Recent studies into facial aging has brought new insights into how it happens for many people. Historically, it was believed that faces aged by falling or the descent of facial tissues. Thus the emergence of facelifting operations. Facial and neck skin was moved in an opposite direction to that which the tissues fell, forward and downward. For some patients, there is no doubt this descent is the primary reason that their faces look older as some faces do look better when the skin is lifted and pulled tight. But this is not completely true for everyone.

It is now been shown that volume loss or fat atrophy plays a significant part of what ages many faces. Today’s widespread use of injectable fillers, including fat, is the offspring of this new facial aging understanding. Interestingly, this may have been recognized over a hundred years ago when the first injectable facial fillers were used. Injecting paraffin into facial hollows was done before the turn of the century but was abandoned due to predictably high complications and infections. Synthetic fillers and fat have now emerged as the modern-day version of this old facial aging treatment concept…with more predictable results and much more limited side effects.
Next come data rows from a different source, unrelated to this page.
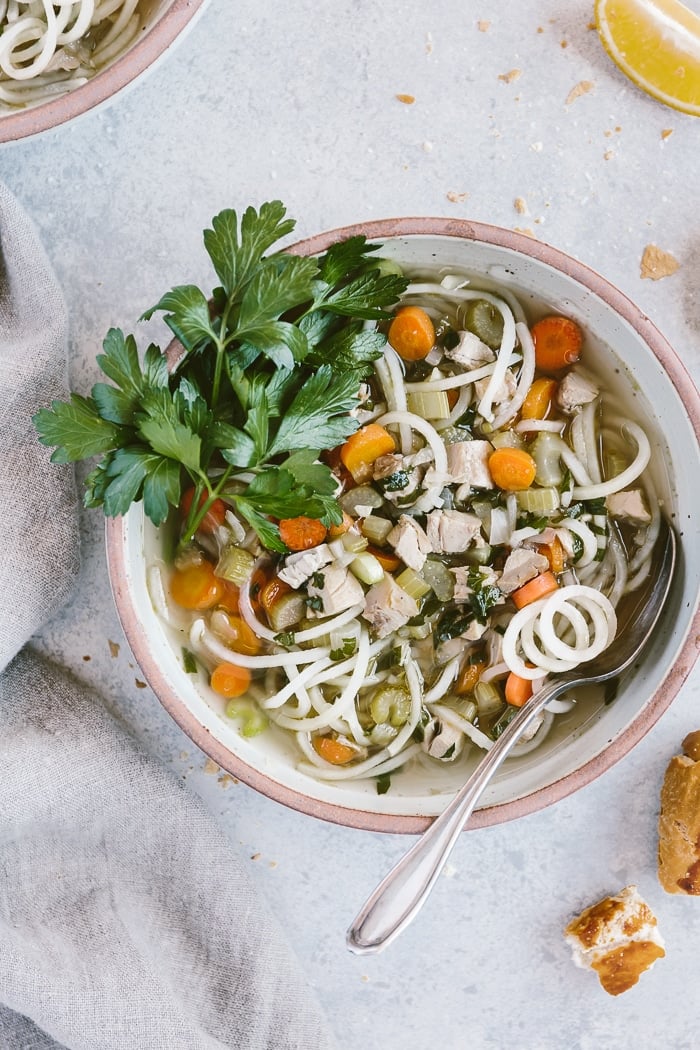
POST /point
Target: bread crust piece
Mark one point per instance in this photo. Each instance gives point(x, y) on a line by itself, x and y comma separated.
point(679, 821)
point(617, 938)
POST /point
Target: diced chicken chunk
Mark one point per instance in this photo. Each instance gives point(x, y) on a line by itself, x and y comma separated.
point(574, 391)
point(521, 566)
point(443, 741)
point(386, 465)
point(462, 573)
point(409, 542)
point(468, 463)
point(298, 568)
point(504, 391)
point(451, 531)
point(388, 607)
point(470, 352)
point(338, 590)
point(629, 504)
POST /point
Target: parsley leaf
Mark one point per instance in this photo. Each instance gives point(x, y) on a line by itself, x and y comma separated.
point(267, 378)
point(236, 253)
point(318, 416)
point(77, 428)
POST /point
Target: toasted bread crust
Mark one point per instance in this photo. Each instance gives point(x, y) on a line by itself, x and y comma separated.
point(679, 821)
point(618, 938)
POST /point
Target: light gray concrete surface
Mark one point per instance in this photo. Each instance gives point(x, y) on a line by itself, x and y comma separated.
point(299, 101)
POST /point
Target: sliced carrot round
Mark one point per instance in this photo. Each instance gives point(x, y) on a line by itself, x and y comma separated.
point(512, 469)
point(538, 399)
point(196, 587)
point(517, 690)
point(301, 532)
point(363, 447)
point(229, 679)
point(557, 342)
point(215, 515)
point(534, 589)
point(411, 333)
point(334, 751)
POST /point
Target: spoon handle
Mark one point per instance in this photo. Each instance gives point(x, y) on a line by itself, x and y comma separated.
point(398, 899)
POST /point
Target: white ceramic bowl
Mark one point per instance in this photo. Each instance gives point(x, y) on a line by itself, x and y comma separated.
point(643, 372)
point(163, 23)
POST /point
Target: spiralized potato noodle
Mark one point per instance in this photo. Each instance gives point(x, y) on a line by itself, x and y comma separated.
point(47, 48)
point(535, 637)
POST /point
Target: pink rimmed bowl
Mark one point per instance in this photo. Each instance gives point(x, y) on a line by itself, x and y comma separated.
point(647, 378)
point(163, 23)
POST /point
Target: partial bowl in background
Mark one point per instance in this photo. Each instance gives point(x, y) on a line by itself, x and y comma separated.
point(644, 374)
point(162, 23)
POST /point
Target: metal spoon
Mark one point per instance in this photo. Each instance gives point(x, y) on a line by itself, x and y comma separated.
point(402, 893)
As part of this volume loss aging concept is the influence of one’s facial weight. Some faces are fat even when they are older and others are more thin. Usually this facial weight does correlate with one’s body weight and habitus but not always. Heavier faces have thicker skin and they wrinkle less but their heaviness leads to deeper nasolabial folds and marionette lines and ‘meatier’ sagging jowls and necks. Less heavy faces have thinner skin and develop a much larger number of wrinkles particularly around the eyes, forehead and mouth. But they do not develop large amounts of sagging neck and jowl skin until they are quite advanced in years. In essence, fat faces fall while thin faces deflate. For most people, however, their aging is a mixture of varying ratios of falling and thinning.

This new paradigm shift in facial aging understanding allows for dual and often intertwining roles for tissue lifting and volume addition. This is most relevant for those patients in their 40s and 50s where the aging process is not severely advanced and may be visually slowed to a greater degree. More limited facelifting procedures combined with volume enhancement with fat injections can be very effective and not associated with long recovery times.